Returns the sequence of requested entries from the archive as binary data.
| arch:extract-binary( | $archive |  as xs:base64Binary, | 
| $entries |  as xs:string*) as xs:base64Binary* | 
Returns as binary data each entry in the archive $in that corresponds to
            the entry name input, in sequence.
The entries must be returned in the order corresponding to that of
            the entries requested in $entries, not in the order in which they may exist
            in the archive.
Multiple requests for the same entry will be honoured, with copies of the entry appearing in corresponding multiple locations in the output sequence .
[arch:unknown-entry] is raised if an entry requested does not exist in this archive.
[arch:read-error] is raised if there was an unspecified problem in reading the archive.
There have been suggestions for a signature arch:extract-binary($archive as
               xs:base64Binary) returning all the entries. In the absence of maps in the
            return type, this does not make sense, since the entries are totally unlabelled, and to
            get anything meaningful, a parallel call on arch:entries() would be
            required.
Returning the binary data for an entry in the archive stored in a file located at
                  $uri:
arch:extract-binary(file:read-binary($uri),'build.xml')
=> stuff
     Returns the sequence of requested entries from the archive as strings. If
               $encoding is specified the strings are decoded appropriately, otherwise
            UTF-8 encoding is assumed.
| arch:extract-text( | $archive |  as xs:base64Binary, | 
| $entries |  as xs:string*) as xs:string* | 
| arch:extract-text( | $archive |  as xs:base64Binary, | 
| $entries |  as xs:string*, | |
| $encoding |  as xs:string) as xs:string* | 
Returns as a string each entry in the archive $in that corresponds to the
            entry name input, in sequence.
If $encoding is specified the strings are decoded appropriately, otherwise
            UTF-8 encoding is assumed.
The entries must be returned in the order corresponding to that of
            the entries requested in $entries, not in the order in which they may exist
            in the archive.
Multiple requests for the same entry will be honoured, with copies of the entry appearing in corresponding multiple locations in the output sequence .
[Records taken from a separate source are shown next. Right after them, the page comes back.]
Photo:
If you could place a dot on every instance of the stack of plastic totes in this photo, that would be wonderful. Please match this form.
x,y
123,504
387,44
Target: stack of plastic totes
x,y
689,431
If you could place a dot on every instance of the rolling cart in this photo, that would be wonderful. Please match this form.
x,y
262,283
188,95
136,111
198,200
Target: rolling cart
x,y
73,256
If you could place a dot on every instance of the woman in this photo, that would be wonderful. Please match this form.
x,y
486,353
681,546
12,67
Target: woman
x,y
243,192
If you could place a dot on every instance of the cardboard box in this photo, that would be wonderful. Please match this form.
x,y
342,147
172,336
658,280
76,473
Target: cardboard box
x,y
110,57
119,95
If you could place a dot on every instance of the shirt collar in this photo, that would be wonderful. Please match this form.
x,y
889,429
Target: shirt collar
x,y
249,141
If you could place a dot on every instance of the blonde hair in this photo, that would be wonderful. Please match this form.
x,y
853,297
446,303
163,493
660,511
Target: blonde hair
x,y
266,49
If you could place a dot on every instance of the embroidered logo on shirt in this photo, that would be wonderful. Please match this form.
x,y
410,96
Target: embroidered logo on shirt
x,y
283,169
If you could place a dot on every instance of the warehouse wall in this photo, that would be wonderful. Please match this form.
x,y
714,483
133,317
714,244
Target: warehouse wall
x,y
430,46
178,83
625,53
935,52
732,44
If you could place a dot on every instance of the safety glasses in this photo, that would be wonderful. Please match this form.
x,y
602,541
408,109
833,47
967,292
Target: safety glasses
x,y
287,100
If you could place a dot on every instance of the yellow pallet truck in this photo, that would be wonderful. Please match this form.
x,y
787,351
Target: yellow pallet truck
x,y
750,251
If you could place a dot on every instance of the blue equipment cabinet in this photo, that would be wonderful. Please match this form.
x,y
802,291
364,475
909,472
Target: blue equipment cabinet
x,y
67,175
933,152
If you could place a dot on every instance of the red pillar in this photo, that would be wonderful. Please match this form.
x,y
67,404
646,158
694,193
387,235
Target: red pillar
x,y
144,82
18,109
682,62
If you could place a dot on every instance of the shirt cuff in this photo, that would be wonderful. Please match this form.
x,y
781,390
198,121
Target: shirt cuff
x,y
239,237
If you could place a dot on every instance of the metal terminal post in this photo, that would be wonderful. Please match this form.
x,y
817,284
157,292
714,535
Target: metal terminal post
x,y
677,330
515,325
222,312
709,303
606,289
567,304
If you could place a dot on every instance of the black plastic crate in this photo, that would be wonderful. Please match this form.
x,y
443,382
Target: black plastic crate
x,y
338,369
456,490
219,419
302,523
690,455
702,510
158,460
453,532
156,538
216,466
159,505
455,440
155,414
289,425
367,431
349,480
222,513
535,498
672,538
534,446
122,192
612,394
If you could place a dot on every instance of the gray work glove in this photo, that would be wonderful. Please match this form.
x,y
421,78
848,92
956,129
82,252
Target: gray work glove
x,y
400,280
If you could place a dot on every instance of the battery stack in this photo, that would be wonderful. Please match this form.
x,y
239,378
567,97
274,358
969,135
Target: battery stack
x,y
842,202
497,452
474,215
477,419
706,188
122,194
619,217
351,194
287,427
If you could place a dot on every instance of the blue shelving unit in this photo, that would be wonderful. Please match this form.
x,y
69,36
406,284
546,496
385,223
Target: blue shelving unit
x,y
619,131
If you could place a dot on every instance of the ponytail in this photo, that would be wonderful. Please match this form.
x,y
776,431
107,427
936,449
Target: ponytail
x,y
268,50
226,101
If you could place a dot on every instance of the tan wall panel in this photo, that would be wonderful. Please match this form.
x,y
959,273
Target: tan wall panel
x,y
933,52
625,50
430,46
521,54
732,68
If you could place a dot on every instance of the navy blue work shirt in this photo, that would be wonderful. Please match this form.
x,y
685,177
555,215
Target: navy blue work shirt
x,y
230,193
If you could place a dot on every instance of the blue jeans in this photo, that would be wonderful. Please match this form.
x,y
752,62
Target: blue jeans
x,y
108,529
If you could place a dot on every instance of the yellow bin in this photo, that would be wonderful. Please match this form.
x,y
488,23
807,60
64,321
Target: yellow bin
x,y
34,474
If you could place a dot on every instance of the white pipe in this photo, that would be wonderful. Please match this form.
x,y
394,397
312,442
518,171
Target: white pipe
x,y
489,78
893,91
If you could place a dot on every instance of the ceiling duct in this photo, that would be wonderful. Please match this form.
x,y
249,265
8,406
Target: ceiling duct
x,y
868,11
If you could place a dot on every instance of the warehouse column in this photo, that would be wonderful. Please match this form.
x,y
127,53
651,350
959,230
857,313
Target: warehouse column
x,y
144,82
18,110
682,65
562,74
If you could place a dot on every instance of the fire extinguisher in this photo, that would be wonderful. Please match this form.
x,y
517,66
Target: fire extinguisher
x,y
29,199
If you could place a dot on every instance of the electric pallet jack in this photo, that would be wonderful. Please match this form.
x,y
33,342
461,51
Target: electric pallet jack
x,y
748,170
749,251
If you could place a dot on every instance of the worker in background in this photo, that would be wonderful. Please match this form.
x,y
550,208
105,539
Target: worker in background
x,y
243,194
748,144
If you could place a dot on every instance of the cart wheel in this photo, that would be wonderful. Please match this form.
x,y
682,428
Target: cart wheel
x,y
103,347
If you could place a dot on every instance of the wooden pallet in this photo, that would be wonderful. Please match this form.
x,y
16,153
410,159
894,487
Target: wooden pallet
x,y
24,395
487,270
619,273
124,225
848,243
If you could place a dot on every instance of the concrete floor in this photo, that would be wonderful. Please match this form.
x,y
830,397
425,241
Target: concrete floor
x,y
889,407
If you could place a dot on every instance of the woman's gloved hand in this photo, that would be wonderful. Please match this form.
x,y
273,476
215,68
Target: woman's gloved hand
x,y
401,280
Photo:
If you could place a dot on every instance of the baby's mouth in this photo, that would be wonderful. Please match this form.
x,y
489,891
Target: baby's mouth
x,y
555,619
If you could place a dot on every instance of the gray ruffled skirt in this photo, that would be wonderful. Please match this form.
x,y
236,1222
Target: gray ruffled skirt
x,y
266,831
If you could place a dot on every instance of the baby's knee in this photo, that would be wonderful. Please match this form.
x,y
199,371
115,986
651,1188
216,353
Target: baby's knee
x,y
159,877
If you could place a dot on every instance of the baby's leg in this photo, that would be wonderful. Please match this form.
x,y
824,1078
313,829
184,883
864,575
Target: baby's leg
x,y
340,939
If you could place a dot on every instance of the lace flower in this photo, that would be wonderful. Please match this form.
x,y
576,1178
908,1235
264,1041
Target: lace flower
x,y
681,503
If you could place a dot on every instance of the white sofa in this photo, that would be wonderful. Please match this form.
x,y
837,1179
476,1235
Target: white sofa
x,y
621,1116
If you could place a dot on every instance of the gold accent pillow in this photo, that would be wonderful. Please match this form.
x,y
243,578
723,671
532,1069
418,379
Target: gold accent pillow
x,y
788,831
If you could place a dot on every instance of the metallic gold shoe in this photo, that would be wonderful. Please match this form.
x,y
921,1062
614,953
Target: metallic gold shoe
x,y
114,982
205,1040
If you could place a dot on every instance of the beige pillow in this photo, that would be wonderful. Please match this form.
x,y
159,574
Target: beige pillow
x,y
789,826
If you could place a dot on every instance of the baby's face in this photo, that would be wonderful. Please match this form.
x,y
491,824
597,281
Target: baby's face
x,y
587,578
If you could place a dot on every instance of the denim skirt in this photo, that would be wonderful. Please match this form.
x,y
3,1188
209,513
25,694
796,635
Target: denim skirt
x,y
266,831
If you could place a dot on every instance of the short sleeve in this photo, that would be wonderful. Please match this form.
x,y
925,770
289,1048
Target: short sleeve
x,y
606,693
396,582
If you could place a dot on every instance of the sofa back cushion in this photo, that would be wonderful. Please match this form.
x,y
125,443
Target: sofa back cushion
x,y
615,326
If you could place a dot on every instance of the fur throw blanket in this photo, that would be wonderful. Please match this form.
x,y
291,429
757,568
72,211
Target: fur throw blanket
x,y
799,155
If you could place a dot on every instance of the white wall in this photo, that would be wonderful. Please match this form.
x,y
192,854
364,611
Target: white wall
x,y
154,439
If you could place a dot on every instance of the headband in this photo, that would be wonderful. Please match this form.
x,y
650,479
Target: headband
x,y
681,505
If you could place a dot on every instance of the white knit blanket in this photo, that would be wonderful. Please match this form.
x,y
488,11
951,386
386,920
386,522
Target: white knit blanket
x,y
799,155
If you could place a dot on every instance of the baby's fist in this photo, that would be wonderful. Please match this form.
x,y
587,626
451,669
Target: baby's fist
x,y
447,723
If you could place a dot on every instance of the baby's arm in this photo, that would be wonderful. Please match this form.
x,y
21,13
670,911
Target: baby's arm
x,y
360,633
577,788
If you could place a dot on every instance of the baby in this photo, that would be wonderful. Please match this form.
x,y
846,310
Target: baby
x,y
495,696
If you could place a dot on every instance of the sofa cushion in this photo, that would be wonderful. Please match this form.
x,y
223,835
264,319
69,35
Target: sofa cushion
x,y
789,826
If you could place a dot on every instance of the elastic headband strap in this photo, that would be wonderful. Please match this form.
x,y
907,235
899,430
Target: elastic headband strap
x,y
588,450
[arch:unknown-entry] is raised if an entry requested does not exist in this archive.
[arch:unknown-encoding] is raised if the encoding requested is unknown or unsupported.
[arch:decoding-error] is raised if there was an error in decoding the entry.
[arch:read-error] is raised if there was an unspecified problem in reading the archive.
This function should be equivalent to the use of arch:extract-binary() and
            the function bin:decode-string() from [EXPath Binary]:
arch:extract-binary($in,$entries) ! bin:decode-string(.,$encoding) [XPath 3.0]
for $b in arch:extract-binary($in,$entries) return bin:decode-string($b,$encoding)
            [XPath 2.0]Further conversion into XML can be achieved using the XPath3.0 function
               fn:parse-XML() on each of the returned strings.
There have been suggestions for a signature arch:extract-text($archive as
               xs:base64Binary) returning all the entries. In the absence of maps in the
            return type, this does not make sense, since the entries are totally unlabelled, and to
            get anything meaningful, a parallel call on arch:entries() would be
            required.
Returning the text data for an entry in the archive stored in a file located at
                  $uri:
arch:extract-text(file:read-binary($uri),'build.xml','UTF-8')
=> stuff
     There are two atomic actions available to change entries within an archive: complete deletion of an entry, or complete updating (overwriting) of that entry - the latter adds new entries when the given name does not already exist in the archive
Returns an archive with the given entries deleted.
| arch:delete( | $archive |  as xs:base64Binary, | 
| $entries |  as xs:string*) as xs:base64Binary | 
Returns an archive of the same format as $in with all the entries named in
               $entries deleted.
The relative order of the remaining entries within the archive is preserved.
The uncompressed content, size and last-modified date of the remaining entries shall be the same as those for those entries before deletion. Compressed sizes may alter.
Duplicate entries in $entries are ignored.
If $entries is the empty sequence, the original archive shall be
            returned.
[arch:unknown-entry] is raised if an entry requested for deletion does not exist in this archive.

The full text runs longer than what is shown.